Największe wyzwanie dla rządu stanowi restrukturyzacja rolnictwa. Eksperci Banku Światowego oceniają, że koszty jego restrukturyzacji będą znacznie przekraczały finansowe możliwości Polski. Może także okazać się, że wysokość kosztów zniechęci do wprowadzenia większej wydajności w tym sektorze, co z kolei jest konieczne do łatwiejszej integracji. Dzisiaj wydajność tego sektora wynosi zaledwie 1/10 osiąganego w UE. W większym stopniu w rolnictwie powinny być wykorzystywane mechanizmy rynkowe, natomiast interwencje na rynku zboża powinny zostać obniżone.
Aby utrzymać wysokie tempo wzrostu gospodarczego Polska powinna przyspieszyć opóźnioną restrukturyzację nierentownych przedsiębiorstw i prywatyzację deficytowych, państwowych molochów w tym kopalni, hut, firm z branży chemicznej, oraz firm finansowych sektora ubezpieczeniowego i bankowego. Z niepokojem stwierdzono, że ponad 2/3 firm finansowych w Polsce należy do państwa. Wskazany jest również wzrost poziomu oszczędności Polaków oraz poprawa klimatu inwestycyjnego. Zastrzeżeń z kolei nie budzi polityka antyinflacyjna, którą zachodni eksperci oceniają bardzo dobrze. Nie wątpią, że w istocie w roku 2006 uda się obniżyć jej stopę do poziomu 2,6% wymaganych przez kryterium w Maastricht. Krytykowane są natomiast podatki w Polsce, które powinny być stopniowo obniżane. Ich wysoki poziom ma niekorzystny wpływ na wzrost gospodarczy. Aby skutecznie zadziałać w tym kierunku rząd musi obniżyć swoje wydatki i podnieść jakość usług publicznych. W najbliższych latach polskie władze powinny zrestrukturyzować górnictwo (koszty obliczone na 1% PKB), a także zreformować sektor bankowy.
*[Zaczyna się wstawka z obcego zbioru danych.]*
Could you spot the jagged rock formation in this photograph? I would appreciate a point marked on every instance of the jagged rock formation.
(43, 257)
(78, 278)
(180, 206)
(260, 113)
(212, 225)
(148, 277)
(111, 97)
Jako zachętę podaje się, że oszczędności wynikające z tych restrukturyzacji będą znacznie wyższe niż wcześniejsze koszty.
Niewątpliwie po uzyskaniu członkostwa w UE, kolejnym wyzwaniem dla gospodarki polskiej będzie wejście do EMU. Według planów byłego ministra finansów Grzegorza Kołodko, Polska miałaby zostać członkiem EMU już w 2006 r. Czy jednak uda się w tak szybkim tempie w pełni zintegrować się z Unią pokaże najbliższa przyszłość.
Jak więc wynika z ogólnej oceny UE, Polska sprosta prawdopodobnie konkurencji oraz siłom rynkowym funkcjonującym w Unii w perspektywie średniookresowej pod warunkiem, że zostanie utrzymane tempo restrukturyzacji i otwarta gospodarka.